I narrowed my eyes at him. “Do you know him?” Jessup was mostly legend. As far as I could tell, no one had even determined he really existed. But in music circles, he’d taken on a fantastically legendary quality. Supposedly he lived out in the woods somewhere alone. A misanthrope and his music. Every now and then, some new EP or single would pop up on Spotify. But it’d been a year since he’d released anything, and he didn’t seem to operate with any kind of rhyme or reason—which was either brilliant or dumb. I hadn’t figured out which.

“Nah, just speculating.”

I didn’t believe him for a minute, but Dan was also capable of holding secrets tighter than a Wells Fargo vault. He tipped his head toward the front of the shop where I’d left the broom and dustpan. “Finish that up and you’re good to go.”

I gave up and went to finish sweeping. Secret crush notwithstanding, Dan was a good boss. The best I’d ever had, in fact. Fair and caring and hard all at once. I always felt free to give my opinion on something or rant. Didn’t mean he’d abide by it, but usually he’d listen. I figured that was more than most employees got on a retail job.

I picked up the broom again and leaned over, angling it under the display rack. When it got caught on something, I swept gently side to side to dislodge whatever was under there.

“Hey, be careful, there’s a—”

The front of the case collapsed forward at an angle, throwing stacks of records against the thin rails that held them in. I darted my hand out and caught the edge, managing to stall it as I grinned victoriously. “Not today, Satan!”

And then something else popped and the terrible music of disaster surrounded me as an avalanche of the Osmonds, Otis Redding, and Ozzy poured over the edge. I windmilled, grabbing what I could, and ended up on my ass on the floor, lap filled with records.

Dan shook his head as he came over to the rack. “Kid, you saw me stick that block under there the other day to keep it upright until I could take the whole thing apart and fix it proper.”

“Yeah, well, I was also busy with a customer at the time, so I guess it didn’t register.”

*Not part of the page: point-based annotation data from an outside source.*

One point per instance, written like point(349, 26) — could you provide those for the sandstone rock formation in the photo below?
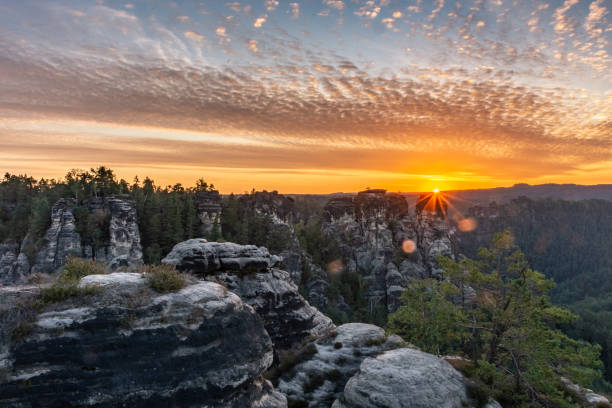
point(14, 264)
point(404, 378)
point(319, 380)
point(248, 271)
point(128, 346)
point(387, 243)
point(208, 209)
point(202, 257)
point(60, 240)
point(123, 248)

I scooted backward, setting records gently aside as I examined the listing angle of the case and the bent metal railings.

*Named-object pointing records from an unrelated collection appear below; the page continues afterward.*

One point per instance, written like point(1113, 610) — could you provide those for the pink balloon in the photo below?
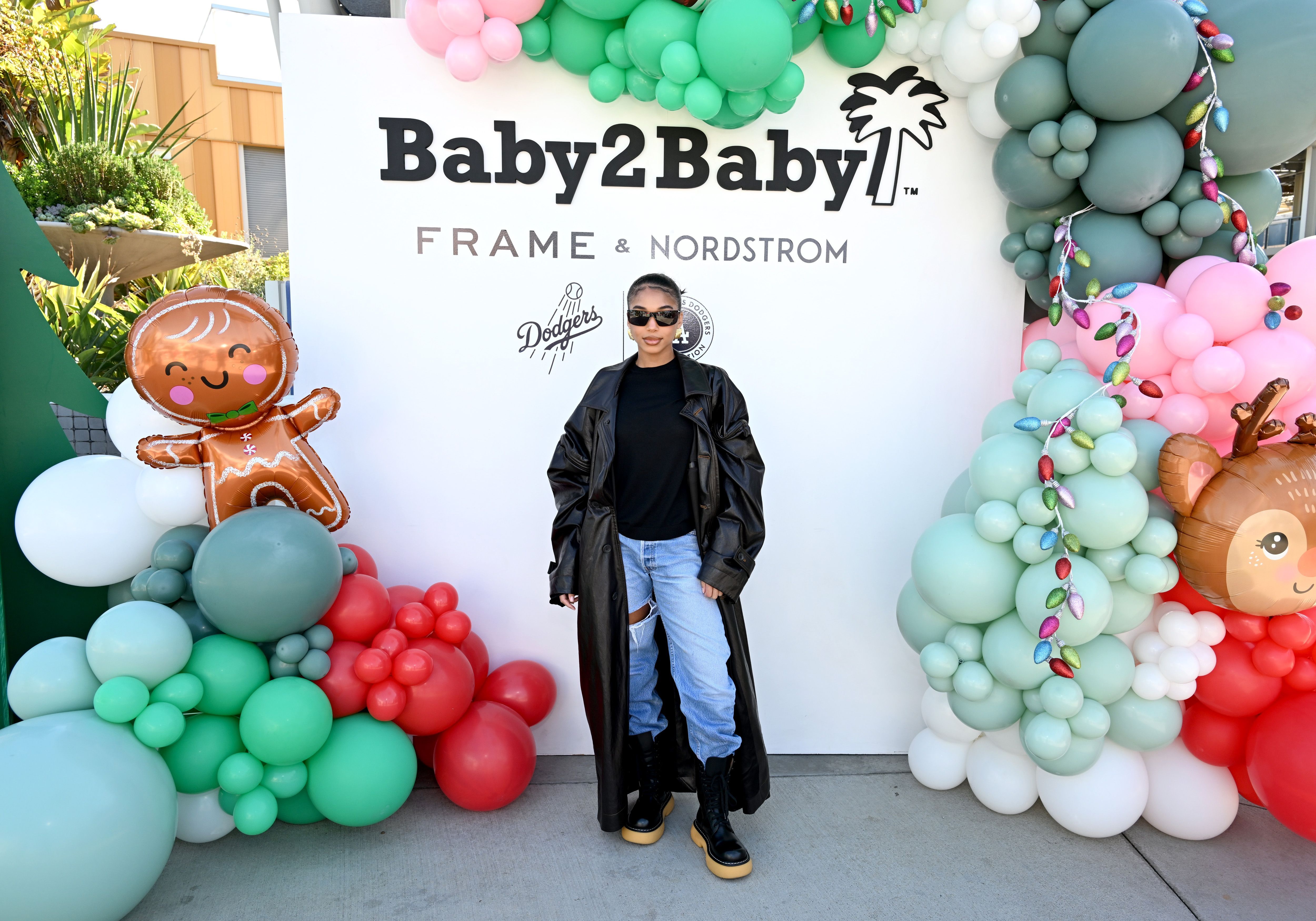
point(502, 40)
point(462, 18)
point(1231, 296)
point(1182, 412)
point(1276, 353)
point(516, 11)
point(1155, 308)
point(1182, 278)
point(426, 28)
point(1189, 335)
point(1218, 370)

Dan sighed. “Don’t worry about it. Good excuse as any for me to stay late and just get it fixed.”

“I can help,” I volunteered.

He waved me off. “Go home before something else breaks. I got it.”

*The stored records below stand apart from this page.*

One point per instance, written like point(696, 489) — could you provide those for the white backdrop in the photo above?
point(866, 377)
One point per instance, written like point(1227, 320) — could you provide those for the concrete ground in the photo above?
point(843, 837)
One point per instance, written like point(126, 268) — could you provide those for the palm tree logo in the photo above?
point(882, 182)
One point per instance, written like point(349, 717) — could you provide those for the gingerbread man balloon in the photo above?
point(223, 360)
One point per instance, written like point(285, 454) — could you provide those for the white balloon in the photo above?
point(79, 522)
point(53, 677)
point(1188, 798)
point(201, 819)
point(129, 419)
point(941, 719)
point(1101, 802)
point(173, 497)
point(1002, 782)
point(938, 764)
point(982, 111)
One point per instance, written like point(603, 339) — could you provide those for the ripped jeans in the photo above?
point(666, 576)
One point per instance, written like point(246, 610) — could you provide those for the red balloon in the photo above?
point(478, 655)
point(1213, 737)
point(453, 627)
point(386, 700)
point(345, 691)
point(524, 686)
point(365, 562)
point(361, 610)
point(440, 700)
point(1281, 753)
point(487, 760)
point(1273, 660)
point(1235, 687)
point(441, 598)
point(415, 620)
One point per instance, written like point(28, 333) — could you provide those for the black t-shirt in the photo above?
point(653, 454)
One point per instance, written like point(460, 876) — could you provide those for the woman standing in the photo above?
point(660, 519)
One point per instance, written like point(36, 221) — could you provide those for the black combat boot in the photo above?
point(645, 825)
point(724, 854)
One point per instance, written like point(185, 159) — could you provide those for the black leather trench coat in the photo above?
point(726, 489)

A muscle in my jaw tightened and I shot a glance up at him, but the comment didn’t seem directed toward me personally, though things did have a tendency to go awry when I was around. No, he mostly looked… tired.

I stacked a couple of records and accepted the hand he extended to help me up.

“You’re a mess,” Dan muttered, taking the records I handed him.

I wasn’t sure if he meant that literally, so I raked a hand through my hair, trying to tuck away the loose ends. I’d been born with rebel strands that tended to go their own way faster than Stevie Nicks’s solo career. It worked in my favor, sometimes. Tousled bedhead was my thing. Guys dug it.

But the way Dan was still looking at me, I figured he just meant I was a mess in general. I got that a lot, too. It was a fair assessment. I had what was politely called anexcitablenature. See also: rambly, scatterbrained, hazard in a china shop. And I tended to get flustered in front of some of the customers. Especially the big names or someone especially good-looking. Like Dan, who had once been a big name and was still especially good-looking. When Ru and Ivy were around, or there were customers wandering the aisles, Dan’s presence felt diffused somehow. But now with just the two of us here and no music playing, god, it was potent. Like standing right in front of an open fireplace. Or some lady at a department store spritzing a perfume sample right at your face. Except there was nothing cloying or sweet about Dan. He was a colossus of leather and aftershave and musk. And maybe a little boot polish. If they’d had a scent like that in a department store, I’d have been all over it.